This is part I of Big Data Overview Blogs for developers :
- Part I : What is Big Data, What is Hadoop and Hadoop Ecosystem, managing Hadoop Cluster.
- Part II : Data Ingestion in Hadoop
- Part III : Data Access And Analysis in Hadoop
What is big data?
Technology usage has grown exponentially in last two decades. This naturally has increased the amount of information being collected from usage of these technologies. Source of these large volume of data spans from websites, apps, mobiles, software tools to drones, chips, automobiles and everything on planet which uses technology in any way. And with increase in usage of technology, this is only going to go upwards. And this forms the basis of definition of big data, it refers to trend in data that is too diverse (Variety), high speed (Velocity), and massive (Volume) for traditional technologies, infrastructure and skills to process with efficiency. If this V3 (Variety, Velocity, Volume) data is to be made useful, it would require skills and resources. This is an emerging field and below is the overview of some technologies popular in big data circles.
What is Apache Hadoop?
Apache Hadoop is a open source software platform for distributed storage and distributed processing of big data on computer clusters. These cluster of machines use a distributed file system called Hadoop Distributed File System (HDFS) for data storage. It also uses programming model called MapReduce for distributed processing of data. Hadoop includes a component called YARN (acronym for Yet Another Resource Negotiator) which handles the task of managing cluster resources and scheduling applications in the cluster. There is another piece called Hadoop Common which consists of common libraries and utilities used by other modules. These 4 components : HDFS, MapReduce, YARN and Common form the base Apache Hadoop framework.

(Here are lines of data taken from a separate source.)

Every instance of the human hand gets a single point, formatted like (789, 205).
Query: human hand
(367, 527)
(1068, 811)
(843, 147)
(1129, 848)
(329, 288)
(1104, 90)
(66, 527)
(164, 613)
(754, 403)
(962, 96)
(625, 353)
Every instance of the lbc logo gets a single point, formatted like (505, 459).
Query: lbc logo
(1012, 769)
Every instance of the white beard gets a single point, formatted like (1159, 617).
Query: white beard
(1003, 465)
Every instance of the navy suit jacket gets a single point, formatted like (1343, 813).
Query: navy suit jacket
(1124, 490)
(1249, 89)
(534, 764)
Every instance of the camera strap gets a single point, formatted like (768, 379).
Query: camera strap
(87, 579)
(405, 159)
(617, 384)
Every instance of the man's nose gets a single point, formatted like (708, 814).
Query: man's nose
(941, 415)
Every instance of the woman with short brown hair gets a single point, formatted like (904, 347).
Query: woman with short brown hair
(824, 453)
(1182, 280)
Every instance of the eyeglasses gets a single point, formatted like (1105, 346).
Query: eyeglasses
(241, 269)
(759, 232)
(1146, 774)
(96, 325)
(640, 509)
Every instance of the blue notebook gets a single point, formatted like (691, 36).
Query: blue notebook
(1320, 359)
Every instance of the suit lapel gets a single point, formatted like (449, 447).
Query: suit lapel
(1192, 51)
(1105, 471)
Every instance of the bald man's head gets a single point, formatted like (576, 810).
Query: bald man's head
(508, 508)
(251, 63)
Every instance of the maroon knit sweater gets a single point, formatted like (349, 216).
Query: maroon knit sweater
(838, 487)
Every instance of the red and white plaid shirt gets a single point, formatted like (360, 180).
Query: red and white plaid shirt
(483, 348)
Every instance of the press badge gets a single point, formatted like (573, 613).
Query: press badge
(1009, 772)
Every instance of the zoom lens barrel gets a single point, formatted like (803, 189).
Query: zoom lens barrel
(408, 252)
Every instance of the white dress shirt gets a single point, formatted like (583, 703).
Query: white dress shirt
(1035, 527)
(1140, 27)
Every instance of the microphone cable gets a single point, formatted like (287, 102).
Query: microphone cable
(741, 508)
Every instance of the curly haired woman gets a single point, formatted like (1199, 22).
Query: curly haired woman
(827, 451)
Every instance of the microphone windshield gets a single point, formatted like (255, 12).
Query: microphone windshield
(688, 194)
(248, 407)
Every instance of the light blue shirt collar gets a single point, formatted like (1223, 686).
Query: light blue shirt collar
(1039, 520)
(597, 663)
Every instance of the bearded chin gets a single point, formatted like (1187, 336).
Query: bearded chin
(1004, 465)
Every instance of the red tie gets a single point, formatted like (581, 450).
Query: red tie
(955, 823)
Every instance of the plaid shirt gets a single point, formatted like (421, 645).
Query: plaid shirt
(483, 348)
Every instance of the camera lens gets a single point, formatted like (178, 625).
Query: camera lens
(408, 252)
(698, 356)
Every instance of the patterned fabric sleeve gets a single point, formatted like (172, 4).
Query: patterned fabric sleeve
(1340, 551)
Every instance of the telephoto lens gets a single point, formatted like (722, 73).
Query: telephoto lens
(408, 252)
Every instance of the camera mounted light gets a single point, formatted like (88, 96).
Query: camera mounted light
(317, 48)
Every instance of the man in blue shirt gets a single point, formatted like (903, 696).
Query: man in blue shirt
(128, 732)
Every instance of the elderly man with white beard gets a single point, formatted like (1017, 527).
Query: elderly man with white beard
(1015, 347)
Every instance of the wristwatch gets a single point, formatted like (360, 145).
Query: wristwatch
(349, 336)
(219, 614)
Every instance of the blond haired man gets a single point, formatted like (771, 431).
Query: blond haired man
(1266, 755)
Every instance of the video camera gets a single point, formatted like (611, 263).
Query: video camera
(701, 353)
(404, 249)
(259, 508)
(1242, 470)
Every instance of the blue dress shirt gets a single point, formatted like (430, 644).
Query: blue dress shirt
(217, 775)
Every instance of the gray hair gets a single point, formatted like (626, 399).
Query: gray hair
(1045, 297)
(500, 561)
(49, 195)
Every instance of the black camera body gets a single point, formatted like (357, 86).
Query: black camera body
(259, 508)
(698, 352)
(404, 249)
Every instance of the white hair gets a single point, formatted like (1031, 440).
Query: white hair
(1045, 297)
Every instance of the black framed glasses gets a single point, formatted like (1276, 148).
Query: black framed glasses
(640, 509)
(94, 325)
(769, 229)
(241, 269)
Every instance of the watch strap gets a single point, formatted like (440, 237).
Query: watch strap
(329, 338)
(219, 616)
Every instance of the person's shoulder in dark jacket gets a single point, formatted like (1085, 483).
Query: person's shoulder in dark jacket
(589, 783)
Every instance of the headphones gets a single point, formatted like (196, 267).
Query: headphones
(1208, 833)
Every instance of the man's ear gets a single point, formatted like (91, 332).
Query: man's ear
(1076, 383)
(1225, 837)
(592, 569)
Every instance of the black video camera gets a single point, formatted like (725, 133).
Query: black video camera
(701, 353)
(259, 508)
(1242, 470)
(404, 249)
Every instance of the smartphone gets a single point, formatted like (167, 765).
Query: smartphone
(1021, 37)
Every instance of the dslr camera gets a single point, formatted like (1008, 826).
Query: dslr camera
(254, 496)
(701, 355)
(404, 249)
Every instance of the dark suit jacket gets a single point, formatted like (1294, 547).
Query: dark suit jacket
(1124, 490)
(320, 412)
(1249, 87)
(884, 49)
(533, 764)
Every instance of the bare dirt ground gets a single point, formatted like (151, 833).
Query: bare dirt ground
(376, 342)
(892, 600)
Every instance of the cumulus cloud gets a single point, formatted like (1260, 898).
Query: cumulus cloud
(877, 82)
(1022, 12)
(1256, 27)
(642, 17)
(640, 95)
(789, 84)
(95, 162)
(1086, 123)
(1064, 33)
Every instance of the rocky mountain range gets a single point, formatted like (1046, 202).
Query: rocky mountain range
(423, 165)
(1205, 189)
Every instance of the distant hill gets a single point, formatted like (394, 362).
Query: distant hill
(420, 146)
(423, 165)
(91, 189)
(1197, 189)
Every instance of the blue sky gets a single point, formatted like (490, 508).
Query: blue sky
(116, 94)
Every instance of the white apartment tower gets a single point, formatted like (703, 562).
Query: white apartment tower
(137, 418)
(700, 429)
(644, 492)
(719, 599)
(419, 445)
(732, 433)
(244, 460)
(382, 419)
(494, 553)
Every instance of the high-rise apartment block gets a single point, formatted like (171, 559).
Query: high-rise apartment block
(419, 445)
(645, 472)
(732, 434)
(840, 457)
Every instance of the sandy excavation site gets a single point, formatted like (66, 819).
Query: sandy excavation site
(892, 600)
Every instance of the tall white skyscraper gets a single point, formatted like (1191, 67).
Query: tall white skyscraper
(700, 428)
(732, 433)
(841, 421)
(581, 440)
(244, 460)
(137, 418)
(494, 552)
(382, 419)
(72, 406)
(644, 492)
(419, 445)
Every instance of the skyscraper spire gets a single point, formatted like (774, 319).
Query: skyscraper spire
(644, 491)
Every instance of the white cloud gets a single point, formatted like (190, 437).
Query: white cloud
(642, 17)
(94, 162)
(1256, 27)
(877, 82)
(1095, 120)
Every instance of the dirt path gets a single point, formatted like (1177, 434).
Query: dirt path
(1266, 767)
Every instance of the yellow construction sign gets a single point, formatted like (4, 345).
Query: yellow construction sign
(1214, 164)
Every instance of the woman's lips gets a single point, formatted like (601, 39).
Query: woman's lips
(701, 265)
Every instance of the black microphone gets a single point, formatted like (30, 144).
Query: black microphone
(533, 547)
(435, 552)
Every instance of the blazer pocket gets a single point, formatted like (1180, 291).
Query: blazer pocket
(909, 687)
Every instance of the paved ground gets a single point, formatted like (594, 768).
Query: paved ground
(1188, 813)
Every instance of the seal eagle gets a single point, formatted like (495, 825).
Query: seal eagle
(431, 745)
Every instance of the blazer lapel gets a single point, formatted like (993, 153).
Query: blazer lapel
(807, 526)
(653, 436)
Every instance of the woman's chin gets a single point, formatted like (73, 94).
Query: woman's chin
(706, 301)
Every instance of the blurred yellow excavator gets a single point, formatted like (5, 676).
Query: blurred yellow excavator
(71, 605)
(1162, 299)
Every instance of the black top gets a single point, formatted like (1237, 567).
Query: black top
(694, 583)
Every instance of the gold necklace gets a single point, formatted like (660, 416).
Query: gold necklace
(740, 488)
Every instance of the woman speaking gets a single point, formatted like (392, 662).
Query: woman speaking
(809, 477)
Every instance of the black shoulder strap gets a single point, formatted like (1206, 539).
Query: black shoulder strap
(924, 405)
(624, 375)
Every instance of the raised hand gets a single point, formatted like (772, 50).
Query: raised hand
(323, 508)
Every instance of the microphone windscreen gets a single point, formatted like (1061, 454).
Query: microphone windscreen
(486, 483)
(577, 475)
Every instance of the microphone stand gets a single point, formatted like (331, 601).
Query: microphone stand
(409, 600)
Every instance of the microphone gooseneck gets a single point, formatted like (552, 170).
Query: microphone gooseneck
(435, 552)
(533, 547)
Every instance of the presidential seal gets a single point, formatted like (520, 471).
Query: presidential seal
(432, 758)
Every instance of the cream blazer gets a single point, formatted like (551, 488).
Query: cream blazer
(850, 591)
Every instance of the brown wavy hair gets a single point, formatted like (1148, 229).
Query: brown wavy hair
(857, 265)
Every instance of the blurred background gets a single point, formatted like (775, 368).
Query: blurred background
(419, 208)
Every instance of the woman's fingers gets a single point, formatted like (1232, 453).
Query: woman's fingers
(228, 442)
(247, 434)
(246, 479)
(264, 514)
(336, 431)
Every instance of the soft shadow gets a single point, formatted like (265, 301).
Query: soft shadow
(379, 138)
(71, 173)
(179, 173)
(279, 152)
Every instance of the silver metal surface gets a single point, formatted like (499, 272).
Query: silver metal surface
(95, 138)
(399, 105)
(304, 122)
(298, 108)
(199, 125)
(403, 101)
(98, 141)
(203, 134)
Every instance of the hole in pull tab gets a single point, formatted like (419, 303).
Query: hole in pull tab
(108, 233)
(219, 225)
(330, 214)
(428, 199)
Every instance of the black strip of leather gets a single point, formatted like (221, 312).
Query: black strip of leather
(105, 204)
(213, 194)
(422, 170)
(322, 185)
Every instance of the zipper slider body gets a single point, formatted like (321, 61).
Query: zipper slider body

It refers to technologies which utilize capabilities of one or more core components of Hadoop and provide comprehensive system for either data ingestion, processing or analysis. Example of one such technology is Apache Sqoop which uses provides utilities to import and export data from HDFS. In this blog, we will cover Ambari, and more information will be covered in upcoming blogs in this series.
Ambari is an open source web tool aimed at managing, monitoring and provisioning of Hadoop clusters. It uses REST APIs to communicate to services installed in the clusters and these APIs can also be integrated with other applications to use Ambari capabilities. It provides features such as :
- Installing hadoop services across large number of nodes in cluster (Provisioning)
- Managing configuration for these services based on node (Provisioning/Managing)
- Provide ability to start, stop services on single node or entire cluster (Managing)
- Metrics Collection and Alerting features are provided using Ambari’s Metrics System and Alerts Framework. (Monitoring)